With Each Iteration, The iPad Pro Makes Less Sense

iPad Pro m4

2023 was the first year that Apple Inc. did not release an update to their iPad lineups, breaking a convention that otherwise stood firm since the introduction of the original tablet in 2010. As such, tech enthusiasts around the web were eager to see what the one-year hiatus would mean for the next version of the popular tablet; particularly the highest-end “Pro” models as those were the ones most likely to see the biggest upgrades. Well, the Cupertino company has finally unveiled the new 2024 models of both the “Pro” and “Air” models and a quiet price drop of the base model. So, has the “Pro” finally become a legitimate MacBook replacement with these new upgrades? Well, as has been the case since the model’s inception, the answer remains a resounding, “Not quite.”

More Power, More Problems

As I mentioned in my article from last year wherein I outlined my “wants” and “don’t wants” for a new iPad Pro (then rumoured to be fitted with an M3 chip), power has never been the issue for the iPad Pro. To this day, the M1 chip that powers a now two-generation old model is still far more capable than what most professional users require from their tablets. I say this as someone who used 2017’s 2nd generation 12.9 inch iPad Pro, powered by an ancient A10X chip, all the way up until just a couple of months ago as my primary computer. This tablet was used not only to accomplish basic office tasks, but even demanding ones like photo editing in Lightroom, 4K video editing on Lumafusion, and playing high-end games like The Pathless; performing these tasks without a noticeable hitch in performance.

iPad Pro M2
Apple’s M2 iPad Pros are still plenty powerful for most users. Image: Apple

The M1 is more than twice as fast as the A10x in single-core performance and nearly four times as fast in multi-core performance, according to Geekbench. So if I was able to accomplish all of my demanding workload with a fair amount of ease on a seven-year-old chip, and the M1 is already exponentially faster hence more than enough of an upgrade, what good more would the M4 that’s inside these new “Pro” models offer? One could argue that it’s futureproofing, but that argument falls flat if the future doesn’t fix the essential thing that is bottle-necking the iPad and these ridiculously fast chips.

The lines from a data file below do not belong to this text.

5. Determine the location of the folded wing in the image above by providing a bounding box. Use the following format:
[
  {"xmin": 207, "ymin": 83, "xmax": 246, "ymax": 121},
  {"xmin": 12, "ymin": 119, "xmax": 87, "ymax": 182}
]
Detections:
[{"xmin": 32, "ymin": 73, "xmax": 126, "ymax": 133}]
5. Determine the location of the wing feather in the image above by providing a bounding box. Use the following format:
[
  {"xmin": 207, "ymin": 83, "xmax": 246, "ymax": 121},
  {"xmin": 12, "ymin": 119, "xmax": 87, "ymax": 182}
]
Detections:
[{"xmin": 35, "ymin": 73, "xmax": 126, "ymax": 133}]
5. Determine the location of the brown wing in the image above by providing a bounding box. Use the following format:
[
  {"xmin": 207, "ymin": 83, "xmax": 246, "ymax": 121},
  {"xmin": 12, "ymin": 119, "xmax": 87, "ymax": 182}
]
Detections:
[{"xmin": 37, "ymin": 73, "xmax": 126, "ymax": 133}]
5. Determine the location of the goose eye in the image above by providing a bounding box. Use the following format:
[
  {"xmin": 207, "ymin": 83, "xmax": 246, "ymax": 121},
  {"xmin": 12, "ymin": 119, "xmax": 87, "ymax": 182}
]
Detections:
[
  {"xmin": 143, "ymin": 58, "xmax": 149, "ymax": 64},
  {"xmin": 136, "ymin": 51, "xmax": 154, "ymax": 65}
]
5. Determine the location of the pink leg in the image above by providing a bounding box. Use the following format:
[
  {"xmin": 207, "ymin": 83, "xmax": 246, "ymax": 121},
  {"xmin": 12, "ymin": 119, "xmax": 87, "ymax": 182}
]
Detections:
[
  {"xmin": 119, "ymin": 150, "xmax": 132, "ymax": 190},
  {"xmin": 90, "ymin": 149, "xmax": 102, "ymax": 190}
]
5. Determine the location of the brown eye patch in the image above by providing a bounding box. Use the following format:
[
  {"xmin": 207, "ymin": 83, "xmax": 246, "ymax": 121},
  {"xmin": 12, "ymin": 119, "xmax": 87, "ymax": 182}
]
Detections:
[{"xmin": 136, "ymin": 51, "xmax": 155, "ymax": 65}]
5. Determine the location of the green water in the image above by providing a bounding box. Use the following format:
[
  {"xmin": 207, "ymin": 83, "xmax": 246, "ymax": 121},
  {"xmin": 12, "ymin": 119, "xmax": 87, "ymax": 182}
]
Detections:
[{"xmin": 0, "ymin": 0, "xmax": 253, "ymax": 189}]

Though I’d gotten used to the quirks of iPadOS and found workarounds to make my workflow as seamless as possible, the experience was still incredibly janky. From simple tasks like annotating and saving PDF files, to general file management, to a diluted web-browsing experience that was held back due to the WebKit engine that ran every browser, I always felt that my iPad Pro was simply not living up to its potential. Having moved over to a Chromebook a couple of months ago, it’s incredible how even this machine that I’m typing on right now feels more productive and less frustrating to use than my iPad Pro, which even being seven years old is still technically more powerful from a performance standpoint. Sure, iPadOS has come a long way since its introduction in 2019, but it still feels like an afterthought when compared to MacOS.

iPad Ad
“What’s a Computer?” Well, one that can annotate PDFs properly, for one. Image: Apple

Speaking of which, I am not in the camp who says Apple should simply put MacOS on the iPad–that is a terrible idea. iPadOS has to be made with touch, pencil, trackpad, and mouse inputs in mind, all of which no doubt make for engineering challenges. Nevertheless, it’s less about fun animations and cool widgets, and more about allowing for the simple tasks and workflows to perform like you would expect on traditional hardware. Links on webpages not automatically launching their app counterparts, proper text inputs within text fields in PDFs, and many more basic things that users have been pining for ages that I’m sure can work within iPadOS.

Wait, They Cost How Much?!

This sentiment of feeling like an iPad Pro can be so much more than what it is, I imagine, must be worse for anyone with an iPad Pro post-M1. Doubly so for those who had spent egregious amounts of money on the Magic Keyboard and Apple Pencil, which when combined with the price of the tablet ends up being more expensive than a MacBook Air. These new M4 models don’t make the case better as their prices have now shot up to start at $999, and that’s only for the 11-inch model. This makes the proposition of an iPad Pro all the more curious seeing as one could buy a MacBook Air alongside a base-model iPad for essentially the same price (when accounting for the iPad Pro accessories) and come out with arguably a more productive and versatile setup.

For as much as I loved using my iPad Pro for all these years, I can’t deny its baffling shortcomings. These new M4 iPad Pros are in many ways technical marvels. From their gorgeous tandem OLED screens, impossibly (and unnecessary) thin design, to their incredible performance that will shred through any task you throw at them. Pair that with the new and improved Magic Keyboard and Apple Pencil and you have yourself a really solid product. But a product that still, even after all these years, struggles to have an identity, and whose price is simply too high to justify when Apple offers better and more functional alternatives.